Cause and Effect in European Politics and Law

9.4 bn levs is the state debt of Bulgaria

euinside, 5 February 2010

The accumulated external and internal debt of Bulgaria by the end of December 2009 was approximately 9.4 bn levs (4.8 bn euro), according to the data of Industry Watch Bulgaria. Compared to a year earlier, the state debt is almost unchanged. Currently the debt has increased from 14.2 to 14.4%. The fiscal reserve has dropped by 709 mn levs (363.58 mn euro) compared to the end of 2008 and is now 7.7 bn levs (3.94 bn euro) which is a fall from 12.6 to 11.4%.

In 2009 the debt of the private sector to the banks in Bulgaria has reached 50.6 bn levs (25.94 bn euro). This calculation is average for the year and does not concern only the volumes made in the end of the year. Compared to 2008 the debt of the private sector is increasing by 5.6 bn levs (2.87 bn euro). Over 60% of this increase is the share of the credits for the business. Households have increased their debt to banks by 2.2 bn levs (1.12 bn euro). The largest share of this debt is of mortgages.
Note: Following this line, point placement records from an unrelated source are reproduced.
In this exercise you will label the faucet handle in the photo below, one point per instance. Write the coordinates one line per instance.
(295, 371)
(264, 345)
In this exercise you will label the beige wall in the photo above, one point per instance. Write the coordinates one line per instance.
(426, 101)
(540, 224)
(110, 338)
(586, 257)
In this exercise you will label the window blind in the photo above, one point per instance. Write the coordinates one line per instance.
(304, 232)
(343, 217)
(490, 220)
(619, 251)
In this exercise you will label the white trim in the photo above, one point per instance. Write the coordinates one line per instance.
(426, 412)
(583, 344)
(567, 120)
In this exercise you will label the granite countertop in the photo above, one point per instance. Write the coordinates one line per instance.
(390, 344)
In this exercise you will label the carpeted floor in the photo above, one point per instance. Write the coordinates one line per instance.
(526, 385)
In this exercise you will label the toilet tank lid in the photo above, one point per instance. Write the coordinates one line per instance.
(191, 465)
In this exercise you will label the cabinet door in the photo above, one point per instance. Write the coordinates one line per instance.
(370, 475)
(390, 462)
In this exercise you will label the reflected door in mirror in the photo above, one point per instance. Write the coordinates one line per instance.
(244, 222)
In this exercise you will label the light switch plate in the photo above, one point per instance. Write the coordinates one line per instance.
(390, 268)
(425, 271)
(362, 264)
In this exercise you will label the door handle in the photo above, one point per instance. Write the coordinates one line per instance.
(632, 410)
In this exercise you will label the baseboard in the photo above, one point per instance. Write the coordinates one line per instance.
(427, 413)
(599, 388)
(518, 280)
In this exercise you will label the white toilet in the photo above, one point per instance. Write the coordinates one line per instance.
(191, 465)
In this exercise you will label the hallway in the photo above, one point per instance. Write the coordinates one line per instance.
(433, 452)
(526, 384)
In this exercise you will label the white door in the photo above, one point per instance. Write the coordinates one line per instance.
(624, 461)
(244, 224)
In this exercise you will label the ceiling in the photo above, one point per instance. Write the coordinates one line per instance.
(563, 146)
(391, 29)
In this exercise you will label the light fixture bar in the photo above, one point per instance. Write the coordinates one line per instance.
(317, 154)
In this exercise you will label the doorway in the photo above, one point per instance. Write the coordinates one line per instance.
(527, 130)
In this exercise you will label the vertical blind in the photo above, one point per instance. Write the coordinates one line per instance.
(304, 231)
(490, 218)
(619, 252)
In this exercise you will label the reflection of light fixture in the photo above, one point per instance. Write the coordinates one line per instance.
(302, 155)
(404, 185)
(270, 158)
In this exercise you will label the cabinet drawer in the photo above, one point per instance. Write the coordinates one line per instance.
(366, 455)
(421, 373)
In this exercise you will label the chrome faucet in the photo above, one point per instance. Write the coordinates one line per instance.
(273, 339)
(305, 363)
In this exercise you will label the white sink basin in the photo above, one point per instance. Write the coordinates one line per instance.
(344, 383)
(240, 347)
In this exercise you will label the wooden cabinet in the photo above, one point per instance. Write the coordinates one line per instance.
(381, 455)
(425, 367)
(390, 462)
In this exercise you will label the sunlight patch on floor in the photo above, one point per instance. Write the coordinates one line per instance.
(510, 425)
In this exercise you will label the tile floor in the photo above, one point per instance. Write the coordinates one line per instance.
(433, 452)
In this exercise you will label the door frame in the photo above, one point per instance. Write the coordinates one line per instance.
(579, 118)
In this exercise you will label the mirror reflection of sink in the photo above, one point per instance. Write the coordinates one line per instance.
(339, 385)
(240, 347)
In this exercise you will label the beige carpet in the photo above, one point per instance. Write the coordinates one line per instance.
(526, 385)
In 2009 they accounted for a little over 8 bn levs (4.10 bn euro) on the average.

The number of the registered people without jobs by the end of 2009 has reached 338,000 (out of less than 7 bn people population of which some 3 mn eligible for work) people which is with 106,000 more compared to the end of 2008. It is interesting, as Industry Watch shows, that on an annual basis the increase of unemployment is relatively constant - the increase was similar in November 2009, compared to November 2008. This can be interpreted as a signal that the highest levels of unemployment have been reached already, the analysts from Industry Watch have commented. According to their initial forecast for 2010 in the months with highest unemployment, the number of the registered jobless people would remain around 350,000.

Another interesting fact is shown - the comparison with the end of 2006 when the level of unemployment was almost identical with the end of 2009. Then, however, almost 200,000 or two thirds of the unemployed were without jobs for more than a year. Now their number is 87,000 - which means that the share of the long-term unemployed has dropped by one fourth.